30/04/2026
Hier, lors de ma visite "Vienne Médiévale" avec les visites des filles, j'ai présenté au groupe les chapiteaux romans de l'église Saint André le bas et son cloître roman.
Il en est un qui a particulièrement attiré mon attention.
Il s'agit des "épreuves de Job", qu'on voit ici en train de se gratte ses ulcères et sa femme, à droite, qui se cache le visage et s'écarte, dégoûtée.
Quelle maîtrise, quand on sait que ce chapiteau a près de 800 ans !
Mais développons un peu plus ce qui est raconté ici :
Job était un homme riche et heureux, fidèle à Dieu qu'il honorait et à la tête d'une grande et prospère famille.
Il fut le jouet d'un curieux pari entre Dieu et le Démon. Ce dernier proposât en guise de défit d’éprouver la réalité de foi de Job, car souvent le bonheur des hommes est insupportable même pour les divinités ; Dieu acceptât.
Les malheurs s’abattirent alors, sur Job. Il perdit d'abord tous ses biens, puis ses enfants... Dieu est cruel, souvent.
Mais Job maintint son serment. Alors, le Diable suggérât de l'atteindre dans sa chair, lui infligeant les pires tourments au point que ses amis, eux-mêmes, finirent par penser que de telles souffrances accumulées ne pouvaient être que la marque d'une malédiction.

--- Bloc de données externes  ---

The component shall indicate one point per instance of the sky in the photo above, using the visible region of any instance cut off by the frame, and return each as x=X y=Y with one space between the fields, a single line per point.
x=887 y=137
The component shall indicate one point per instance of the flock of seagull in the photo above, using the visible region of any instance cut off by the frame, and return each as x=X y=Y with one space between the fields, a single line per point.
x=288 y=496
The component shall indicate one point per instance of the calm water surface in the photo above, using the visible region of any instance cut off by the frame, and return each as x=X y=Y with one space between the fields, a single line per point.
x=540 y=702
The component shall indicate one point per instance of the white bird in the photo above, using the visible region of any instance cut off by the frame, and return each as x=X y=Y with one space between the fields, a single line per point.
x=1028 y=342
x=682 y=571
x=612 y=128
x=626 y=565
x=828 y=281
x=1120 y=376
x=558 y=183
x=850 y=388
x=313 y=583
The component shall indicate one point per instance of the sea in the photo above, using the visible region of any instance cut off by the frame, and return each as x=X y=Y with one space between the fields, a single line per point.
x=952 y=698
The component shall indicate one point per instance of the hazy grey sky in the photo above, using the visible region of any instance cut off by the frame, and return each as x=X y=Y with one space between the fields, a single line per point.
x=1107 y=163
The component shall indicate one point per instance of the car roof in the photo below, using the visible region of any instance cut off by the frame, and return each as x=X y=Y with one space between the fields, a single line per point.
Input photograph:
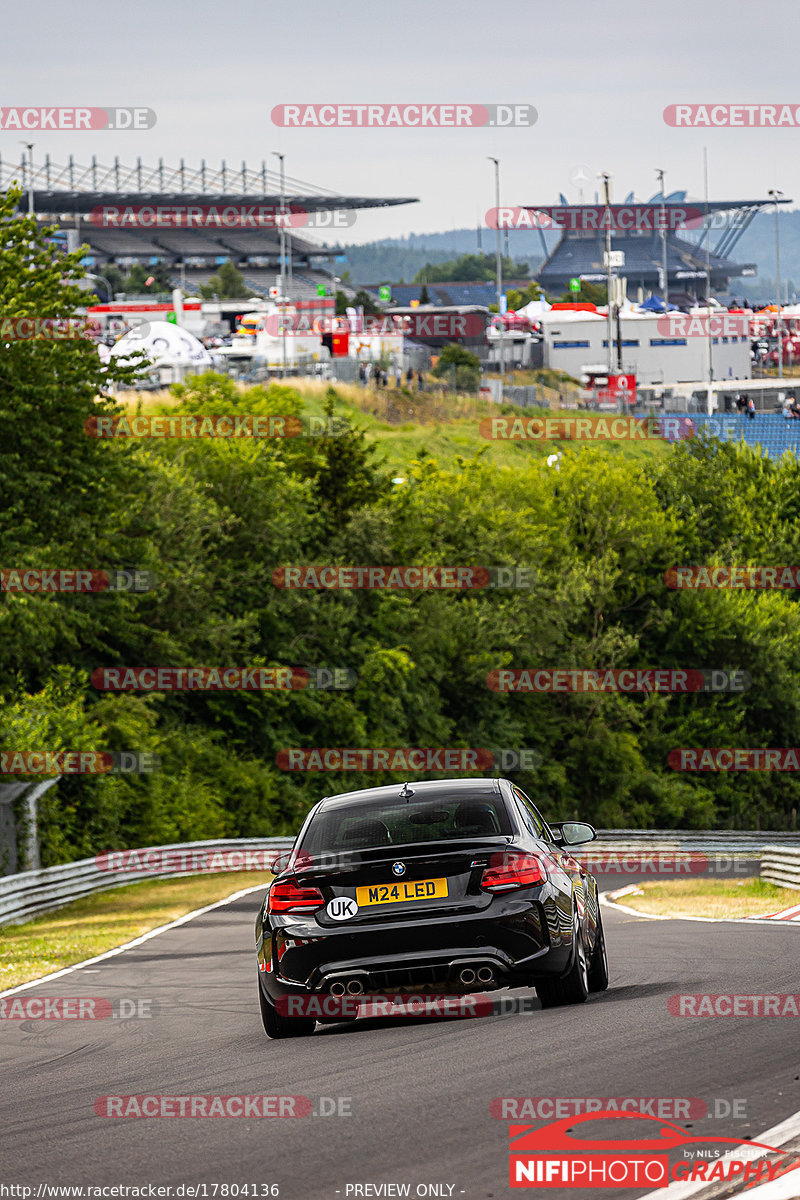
x=426 y=789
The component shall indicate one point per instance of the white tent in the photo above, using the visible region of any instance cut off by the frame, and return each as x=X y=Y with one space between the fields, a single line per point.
x=534 y=310
x=166 y=346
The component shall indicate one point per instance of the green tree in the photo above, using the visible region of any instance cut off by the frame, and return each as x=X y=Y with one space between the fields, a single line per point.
x=519 y=298
x=589 y=293
x=458 y=364
x=55 y=479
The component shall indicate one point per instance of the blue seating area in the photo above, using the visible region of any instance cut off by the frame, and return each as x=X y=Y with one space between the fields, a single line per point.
x=773 y=432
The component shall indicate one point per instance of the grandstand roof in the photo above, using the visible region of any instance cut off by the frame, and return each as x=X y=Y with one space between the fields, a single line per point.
x=74 y=187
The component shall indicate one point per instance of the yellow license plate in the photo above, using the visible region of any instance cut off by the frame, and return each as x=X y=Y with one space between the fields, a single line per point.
x=401 y=893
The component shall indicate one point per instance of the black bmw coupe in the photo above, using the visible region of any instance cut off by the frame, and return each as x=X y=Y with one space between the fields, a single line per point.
x=451 y=886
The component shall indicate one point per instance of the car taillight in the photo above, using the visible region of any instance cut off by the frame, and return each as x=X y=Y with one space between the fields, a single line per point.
x=290 y=897
x=509 y=871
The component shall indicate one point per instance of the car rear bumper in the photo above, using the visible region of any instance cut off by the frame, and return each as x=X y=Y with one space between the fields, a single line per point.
x=523 y=942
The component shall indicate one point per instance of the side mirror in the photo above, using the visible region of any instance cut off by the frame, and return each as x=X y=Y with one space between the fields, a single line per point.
x=281 y=862
x=572 y=833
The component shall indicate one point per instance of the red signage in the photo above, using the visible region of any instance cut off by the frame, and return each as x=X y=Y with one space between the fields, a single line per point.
x=618 y=388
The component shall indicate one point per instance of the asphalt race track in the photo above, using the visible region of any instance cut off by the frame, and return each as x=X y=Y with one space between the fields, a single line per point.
x=420 y=1091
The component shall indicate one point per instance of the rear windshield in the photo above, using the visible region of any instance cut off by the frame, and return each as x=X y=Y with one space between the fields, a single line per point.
x=366 y=825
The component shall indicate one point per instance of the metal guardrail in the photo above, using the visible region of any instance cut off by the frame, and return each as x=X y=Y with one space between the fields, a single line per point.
x=781 y=865
x=741 y=843
x=30 y=893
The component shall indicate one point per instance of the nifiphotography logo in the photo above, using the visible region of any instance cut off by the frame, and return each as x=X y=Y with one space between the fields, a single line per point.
x=553 y=1156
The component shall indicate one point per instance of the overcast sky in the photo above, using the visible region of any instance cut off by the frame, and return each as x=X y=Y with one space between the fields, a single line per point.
x=599 y=73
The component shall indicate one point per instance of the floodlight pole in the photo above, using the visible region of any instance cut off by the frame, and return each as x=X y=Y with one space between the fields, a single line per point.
x=30 y=177
x=283 y=268
x=606 y=180
x=774 y=192
x=709 y=407
x=663 y=238
x=499 y=258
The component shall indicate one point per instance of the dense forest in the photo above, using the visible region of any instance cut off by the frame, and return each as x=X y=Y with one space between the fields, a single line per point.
x=212 y=520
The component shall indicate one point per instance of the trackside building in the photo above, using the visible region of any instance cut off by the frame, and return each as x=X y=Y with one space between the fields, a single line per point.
x=655 y=349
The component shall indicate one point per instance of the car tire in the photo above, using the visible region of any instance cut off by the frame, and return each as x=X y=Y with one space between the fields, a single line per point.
x=573 y=987
x=277 y=1026
x=599 y=961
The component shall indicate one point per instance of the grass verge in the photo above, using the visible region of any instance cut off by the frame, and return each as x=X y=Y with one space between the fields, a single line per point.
x=710 y=898
x=98 y=923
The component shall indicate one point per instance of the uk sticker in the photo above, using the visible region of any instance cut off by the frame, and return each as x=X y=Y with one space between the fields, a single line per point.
x=341 y=909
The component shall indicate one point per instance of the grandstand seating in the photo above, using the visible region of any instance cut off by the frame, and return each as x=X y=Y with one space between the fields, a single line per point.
x=773 y=432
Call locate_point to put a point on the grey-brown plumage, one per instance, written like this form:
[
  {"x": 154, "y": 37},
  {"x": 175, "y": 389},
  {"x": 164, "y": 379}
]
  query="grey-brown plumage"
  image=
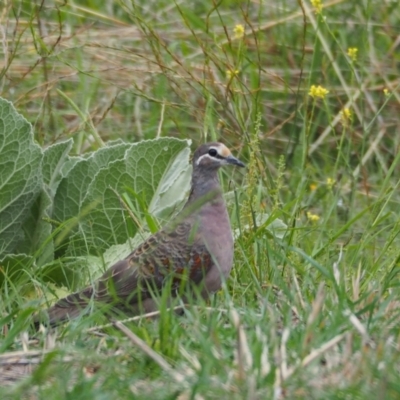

Tandis qu'il grattait ses plaies purulentes avec un tesson de poterie, sa femme, se couvrant le visage pour se protéger de l'odeur pestilentielle qu'elles dégageaient, l'exhortait à renoncer à ses vœux, mais rien n'y fit. Job resta fidèle à son serment. Alors Dieu, finalement convaincu de sa foi, le libéra de son supplice. Le Mal était vaincu et Job fut rétabli dans sa fortune et sa postérité sans cependant comprendre les finalités de sa destinée : les voies du Seigneur sont impénétrables.
Les récits bibliques et plus tardifs regorgent de tels enseignements qui méritent un intérêt particulier.
C'est cet épisode de la vie de Job qu'illustra l'immense artiste de Saint-André-le-Bas, artiste qui apposa aussi sa signature au pied de l'un des piliers de l'église, l'une des plus belles et des plus originales que l'on puisse encore admirer en France.